What can we conclude from the rise of PANDEMIC films, if anything? It is probably not a coincidence that the increase in Pandemic themed films has followed the significant viral outbreaks in 2002-2004 (SARS), 2009 (H1N1 influenza), 2012 (MERS), 2013 (A(H7N) influenza) and 2014-2016 (Ebola). These all had the potential to reach Pandemic levels and awareness of them no doubt inspired the film makers.

While fear has been, or needs to be, one of the key emotional drivers of a Pandemic film, has the reaction to the arrival of the SARS-CoV-2 virus been one of fear because of the films or in spite of the films? Do the films merely reflect reality or do they influence reality?

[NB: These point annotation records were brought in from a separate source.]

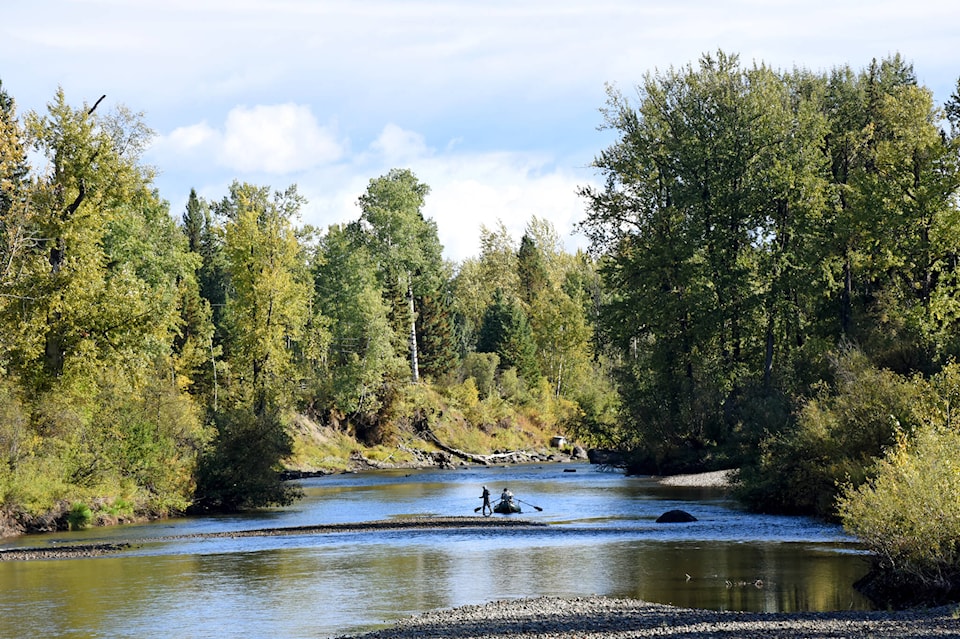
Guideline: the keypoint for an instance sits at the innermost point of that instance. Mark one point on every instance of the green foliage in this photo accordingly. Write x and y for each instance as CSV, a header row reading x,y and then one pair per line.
x,y
506,331
908,515
751,223
241,468
360,360
482,369
836,438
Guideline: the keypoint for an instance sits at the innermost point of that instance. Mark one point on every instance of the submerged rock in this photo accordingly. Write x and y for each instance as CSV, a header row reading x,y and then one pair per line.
x,y
676,517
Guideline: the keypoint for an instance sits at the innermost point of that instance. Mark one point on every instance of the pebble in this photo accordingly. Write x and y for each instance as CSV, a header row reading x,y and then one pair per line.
x,y
596,617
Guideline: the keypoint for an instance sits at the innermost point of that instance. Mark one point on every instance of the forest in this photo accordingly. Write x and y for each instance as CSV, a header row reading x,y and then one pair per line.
x,y
771,286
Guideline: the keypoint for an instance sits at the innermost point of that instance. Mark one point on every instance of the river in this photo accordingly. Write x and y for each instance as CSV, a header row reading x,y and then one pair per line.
x,y
601,539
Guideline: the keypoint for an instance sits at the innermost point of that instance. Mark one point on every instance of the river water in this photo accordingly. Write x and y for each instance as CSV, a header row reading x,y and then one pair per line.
x,y
602,539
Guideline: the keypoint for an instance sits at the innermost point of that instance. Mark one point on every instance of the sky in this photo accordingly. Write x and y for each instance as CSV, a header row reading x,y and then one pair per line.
x,y
495,104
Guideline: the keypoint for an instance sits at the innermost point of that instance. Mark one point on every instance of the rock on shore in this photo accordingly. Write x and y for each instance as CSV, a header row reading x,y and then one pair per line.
x,y
624,619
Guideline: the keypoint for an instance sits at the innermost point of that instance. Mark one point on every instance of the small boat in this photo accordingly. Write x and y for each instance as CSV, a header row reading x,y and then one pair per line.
x,y
507,505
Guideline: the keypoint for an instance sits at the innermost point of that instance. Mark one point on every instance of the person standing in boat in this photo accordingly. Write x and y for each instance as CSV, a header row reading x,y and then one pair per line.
x,y
487,508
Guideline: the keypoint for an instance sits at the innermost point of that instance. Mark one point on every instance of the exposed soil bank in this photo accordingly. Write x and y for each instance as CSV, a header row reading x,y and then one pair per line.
x,y
621,619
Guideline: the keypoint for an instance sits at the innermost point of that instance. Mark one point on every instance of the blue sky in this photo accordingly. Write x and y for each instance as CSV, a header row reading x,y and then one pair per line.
x,y
493,103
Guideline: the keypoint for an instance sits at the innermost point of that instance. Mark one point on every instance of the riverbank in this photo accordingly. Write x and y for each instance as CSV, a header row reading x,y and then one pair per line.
x,y
546,617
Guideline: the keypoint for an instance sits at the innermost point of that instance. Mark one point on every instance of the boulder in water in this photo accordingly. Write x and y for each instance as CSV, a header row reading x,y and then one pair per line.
x,y
676,517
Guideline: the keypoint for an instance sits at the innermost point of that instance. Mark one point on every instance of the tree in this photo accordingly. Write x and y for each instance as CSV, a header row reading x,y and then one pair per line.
x,y
266,311
506,332
360,359
710,196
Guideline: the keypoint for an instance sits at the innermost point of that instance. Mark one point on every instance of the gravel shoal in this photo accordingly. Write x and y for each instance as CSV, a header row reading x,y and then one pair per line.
x,y
714,479
544,618
413,523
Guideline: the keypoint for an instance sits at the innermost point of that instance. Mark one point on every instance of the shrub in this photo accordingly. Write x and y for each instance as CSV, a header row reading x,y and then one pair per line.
x,y
79,516
908,515
836,438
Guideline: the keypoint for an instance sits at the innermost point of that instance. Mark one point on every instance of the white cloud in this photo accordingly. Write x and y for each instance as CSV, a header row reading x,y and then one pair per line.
x,y
276,139
471,191
397,145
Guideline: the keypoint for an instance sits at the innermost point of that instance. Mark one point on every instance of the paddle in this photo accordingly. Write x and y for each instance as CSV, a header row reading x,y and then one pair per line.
x,y
537,508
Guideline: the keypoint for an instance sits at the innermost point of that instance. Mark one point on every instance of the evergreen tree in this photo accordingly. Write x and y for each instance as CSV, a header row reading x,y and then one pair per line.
x,y
506,331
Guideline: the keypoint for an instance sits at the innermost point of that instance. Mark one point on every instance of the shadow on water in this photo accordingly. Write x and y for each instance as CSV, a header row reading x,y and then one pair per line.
x,y
601,539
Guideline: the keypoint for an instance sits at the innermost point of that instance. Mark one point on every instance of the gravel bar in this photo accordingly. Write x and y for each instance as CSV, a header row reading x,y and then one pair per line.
x,y
548,617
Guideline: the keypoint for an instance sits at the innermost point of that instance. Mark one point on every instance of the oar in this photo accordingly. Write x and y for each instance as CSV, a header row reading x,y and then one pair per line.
x,y
537,508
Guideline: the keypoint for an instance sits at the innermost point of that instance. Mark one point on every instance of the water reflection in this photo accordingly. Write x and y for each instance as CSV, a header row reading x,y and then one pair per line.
x,y
602,540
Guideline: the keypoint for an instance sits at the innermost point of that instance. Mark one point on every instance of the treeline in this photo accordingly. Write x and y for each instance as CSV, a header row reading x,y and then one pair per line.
x,y
154,361
782,252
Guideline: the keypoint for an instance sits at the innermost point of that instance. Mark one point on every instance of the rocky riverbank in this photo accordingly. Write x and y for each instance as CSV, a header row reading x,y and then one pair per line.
x,y
597,617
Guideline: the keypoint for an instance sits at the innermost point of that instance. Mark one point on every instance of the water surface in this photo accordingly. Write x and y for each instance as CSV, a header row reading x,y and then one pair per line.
x,y
602,539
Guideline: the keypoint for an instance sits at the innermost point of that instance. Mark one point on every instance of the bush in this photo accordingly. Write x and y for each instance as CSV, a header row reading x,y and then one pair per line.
x,y
837,437
908,515
79,516
242,468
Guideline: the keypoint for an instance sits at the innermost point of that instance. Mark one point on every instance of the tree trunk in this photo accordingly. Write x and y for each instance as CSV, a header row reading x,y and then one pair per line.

Perhaps Cinema, in the time honoured way of all Arts, merely continues to hold that mirror up to audiences in the hope that they can recognise themselves, learn from what they see and take away positives from their 90 minutes of entertainment, even if subliminally.

Having now had to live through the reality of a Pandemic, will audiences be done with Pandemic movies? Perhaps we’ll see instead a rise in uplifting stories. Whatever happens, there’ll always be an audience seeking distraction and enjoyment, and even fear, in movie theatres.

Ben Hughes

[1] Ricciotto Canudo in his Manifesto “The Birth of the Sixth Art” in 1911. He later added dance to the previous arts making cinema the seventh

Other references include: (a) www.screendaily.com (b) The Story of Art by Ernst Gombrich, published by Phaidon (c) www.imdbpro.com.